Ensemble Model based TV-RL
Ensemble Model based TV-RL
Motivation
In non stationary environment RL approaches need to adapt to new plant parameters. The context can be inferred by the past transitions. Given discrete system changes we can use Baysian context length inference to compute a probability distribution over the context length. We need a model to compute this distribution. MBRL also uses a model to generate new data. The first question is if we can combine Dyna Style MBRL with nonstationary RL. The second question is if we use simmilar ideas as in MACURA to stop model unrolls not only for different state spaces areas but also for different model believes.
Details
Problem setup
Normal RL setup (like mujoco halfcheetah) but the env (or later reward function) can change at any point in time (also while training)
Env ideas:
- halfcheetah with changing ground
- halfcheetah with changing target velocity and direction
Main idea
- Combine Dyna style MBRL with non stationary environments with picewise stationary context .
- First: generate context vector based on past transitions to condition model , value network and policy.
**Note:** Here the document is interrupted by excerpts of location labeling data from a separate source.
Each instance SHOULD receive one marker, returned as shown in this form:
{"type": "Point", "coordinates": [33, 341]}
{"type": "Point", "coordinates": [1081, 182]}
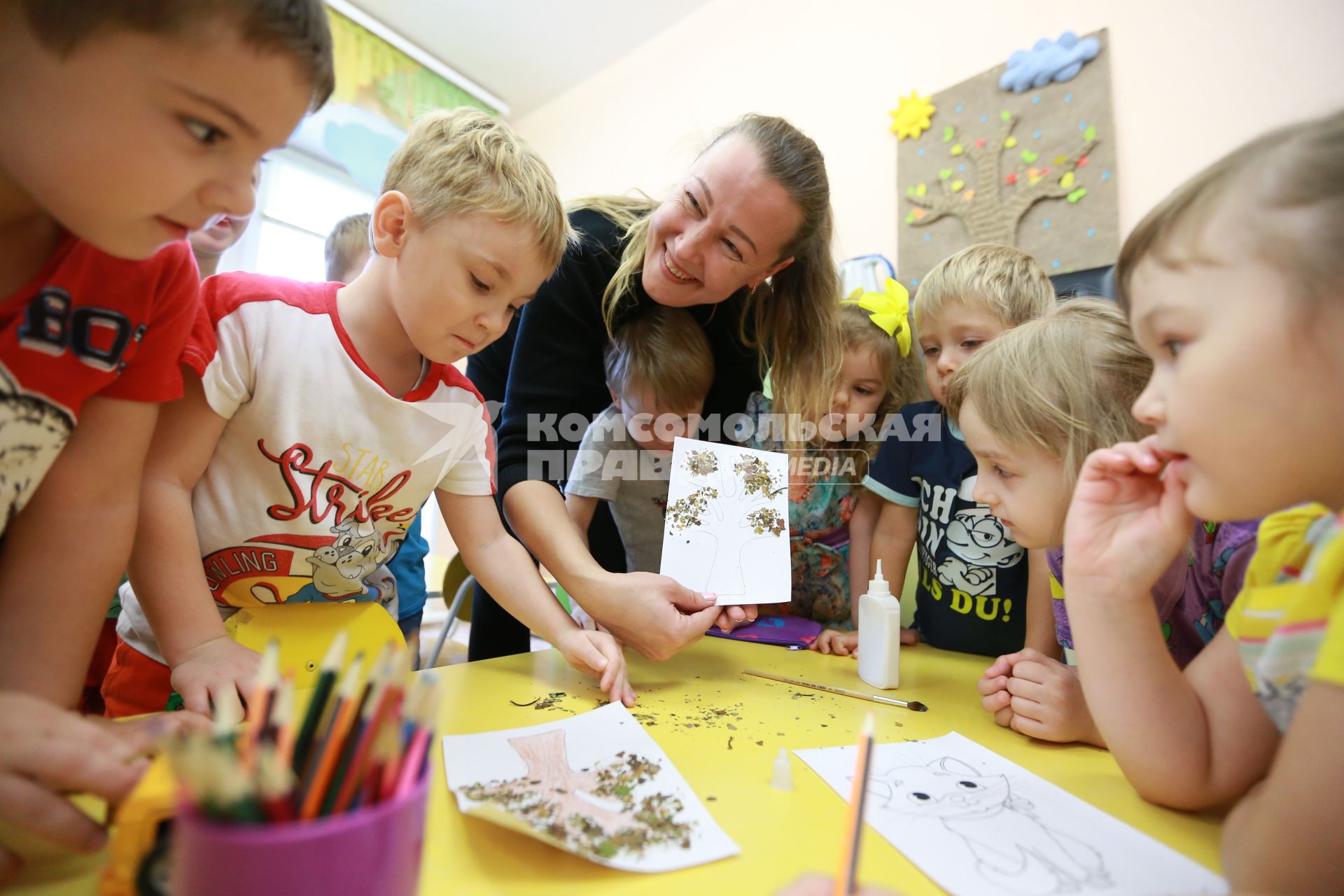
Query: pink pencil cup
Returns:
{"type": "Point", "coordinates": [368, 850]}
- Use the model (used in dyna style MBRL) to generate context length believe
- Keep track of a distribution of possible context vectors . Sample from this adapt the policy to unseen plant parameter.
- Use MACURA style ideas to stop unrolls for context believes that the model is uncertain about.
Open questions
- When we use sampled context encodings to generate data to train e.g. SAC, how can we make sure that we get this encoding if we encounter it in the real world aka this transitions.
- Which context encoding ist best? For markov assumption or without.
- CNP like
- Graph based
- RNN
- e.g. with autoencoding like in chenAdaptiveDeepRL2022
Related work
- Continuous Meta-Learning without tasks
- An Adaptive Deep RL Method for Non-Stationary Environments with Piecewise Stable context
- Trust the Model Where It Trusts Itself – Model-Based Actor-Critic with Uncertainty-Aware Rollout Adaption
Project Outline
- Implement MBRL
- Implement non stationary enviroments
- Combine MBRL with baysian context length belive
- Sample already visited contexts
- Find way to sample new contexts
- Combine with MACURA
- Evaluation
- Compare impact of context extrapolation
- Compare impact of stoping if uncertain